Modern websites often load content through JavaScript after the initial page render. Traditional HTTP clients can't execute JavaScript, so you need a browser automation tool.
Playwright, developed by Microsoft, provides fast and reliable browser automation. It supports Chromium, Firefox, and WebKit, offering cross-browser compatibility.
Installing Playwright
Install Playwright and download the browser binaries:
pip install playwright
playwright install
The second command downloads Chromium, Firefox, and WebKit browsers that Playwright will control.
Basic Playwright Usage
Playwright launches a real browser and lets you interact with pages programmatically:
from playwright.sync_api import sync_playwright
def scrape_dynamic_page():
with sync_playwright() as p:
# Launch browser in headless mode
browser = p.chromium.launch(headless=True)
# Create new page
page = browser.new_page()
# Navigate to URL
page.goto("https://quotes.toscrape.com/scroll")
# Wait for content to load
page.wait_for_selector(".quote")
# Get page content
content = page.content()
print(content[:1000])
# Close browser
browser.close()
scrape_dynamic_page()
The headless=True parameter runs the browser without a visible window. Set it to False during development to watch your scraper work.
Waiting for Dynamic Content
Dynamic pages require explicit waits. The content might not exist immediately after navigation completes.
from playwright.sync_api import sync_playwright
with sync_playwright() as p:
browser = p.chromium.launch(headless=True)
page = browser.new_page()
page.goto("https://quotes.toscrape.com/scroll")
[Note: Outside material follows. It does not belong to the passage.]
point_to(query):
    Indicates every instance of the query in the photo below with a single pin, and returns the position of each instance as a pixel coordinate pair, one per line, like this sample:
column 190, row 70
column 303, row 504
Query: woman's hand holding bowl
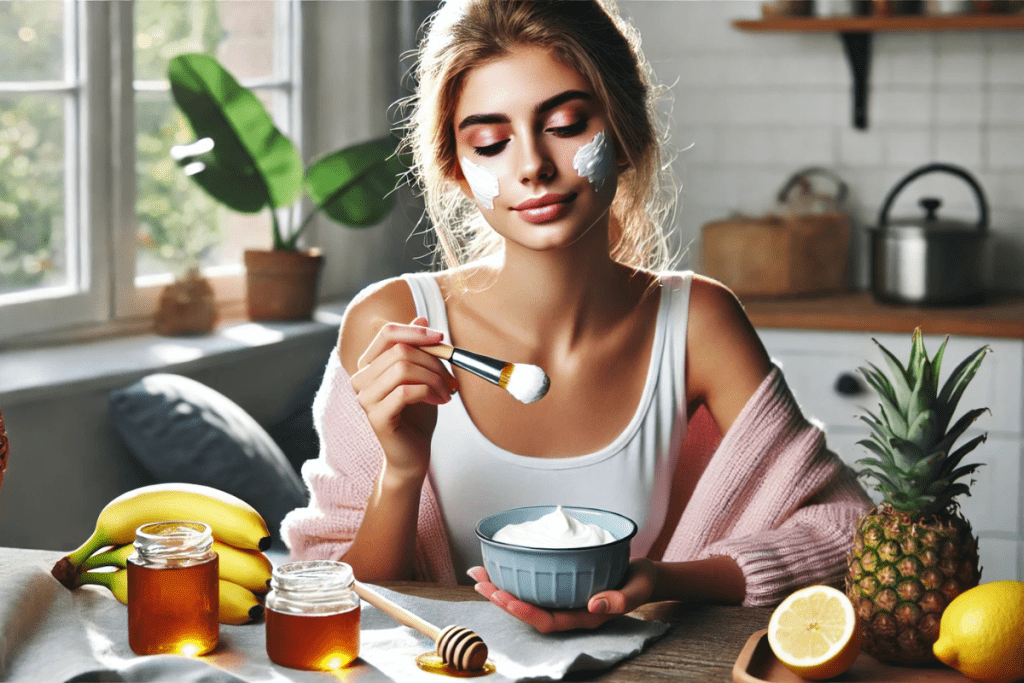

# Wait for specific element
page.wait_for_selector(".quote", timeout=10000)
# Or wait for network to be idle
page.wait_for_load_state("networkidle")
# Extract data
quotes = page.locator(".quote").all()
for quote in quotes:
text = quote.locator(".text").text_content()
author = quote.locator(".author").text_content()
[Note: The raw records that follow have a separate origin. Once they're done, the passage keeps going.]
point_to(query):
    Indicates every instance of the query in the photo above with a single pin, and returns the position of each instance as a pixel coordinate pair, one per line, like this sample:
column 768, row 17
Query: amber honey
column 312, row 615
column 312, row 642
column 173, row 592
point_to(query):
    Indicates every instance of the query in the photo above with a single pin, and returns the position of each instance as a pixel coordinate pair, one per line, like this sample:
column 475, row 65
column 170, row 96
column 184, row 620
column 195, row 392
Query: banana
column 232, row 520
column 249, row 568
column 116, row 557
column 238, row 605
print(f"{author}: {text[:50]}...")
browser.close()
The timeout parameter specifies how long to wait in milliseconds. Increase it for slow-loading pages.
Handling Infinite Scroll
Some sites load more content as you scroll down. Automate scrolling to trigger these loads:
from playwright.sync_api import sync_playwright
import time
def scrape_infinite_scroll():
with sync_playwright() as p:
browser = p.chromium.launch(headless=True)
page = browser.new_page()
page.goto("https://quotes.toscrape.com/scroll")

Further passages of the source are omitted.